We wandered the rest of the booths and my last favorite one was River Place Counseling and Wellness, PLLC. There I met Mark Whitinger, M.A., M.Ed. and Nina Woods, M.Ed. Ed. S.. I absolutely loved these two people and what their business provides and I give them kudos for what they are doing. Even better they were very enthusiastically interested in what I do with my blog (website and Facebook page) and they both took my card and promised that they'd refer people to my work. I was so excited because I wanted a chance to get a following here in my area. I have so many of you from everywhere yet just one from my area and I think it's time to get my community more involved. At least those with schizophrenia and their caregivers.

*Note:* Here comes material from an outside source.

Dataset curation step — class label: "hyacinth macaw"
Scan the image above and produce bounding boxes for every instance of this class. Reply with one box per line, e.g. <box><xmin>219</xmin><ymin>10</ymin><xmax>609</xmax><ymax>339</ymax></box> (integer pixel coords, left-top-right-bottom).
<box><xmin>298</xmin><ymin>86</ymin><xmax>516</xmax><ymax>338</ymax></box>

Noticeably absent from the "fair' was our local police department who I had hoped to run into and talk to them about their crisis intervention training for mental illness calls but we told the woman running the fair that we felt the police needed to be represented in future events. She thought that was a fantastic idea and said she would invite them next year. I hope that will be the case.

Lastly, very (to me) noticeably absent was my local NAMI. Where were they?!?!? The coordinator at the fair told me that they had invited them and that they had been unable to make it.



Right then and there I made a mental note that at the next fair, I would be the one running the booth for my local NAMI. It was utterly ridiculous that they weren't there and I plan on changing that for the future. I did find out, however, that they had a meeting that night and I decided to attend it. My next post will be about that meeting because I think it needs to be talked about. The mentally ill and their caregivers are woefully without support and advocacy and in my opinion it is NAMI's responsibility to do that job. I will share, tomorrow, how that meeting went.

All in all, the fair was interesting but really could have used more booths. I am being torn in two directions because I want to represent NAMI next year but I also think that caregivers of someone with a mental illness need a booth of their own, if even just for a place to stop for a second and pick up a heart-shaped stress ball with "you are not alone" printed on the side.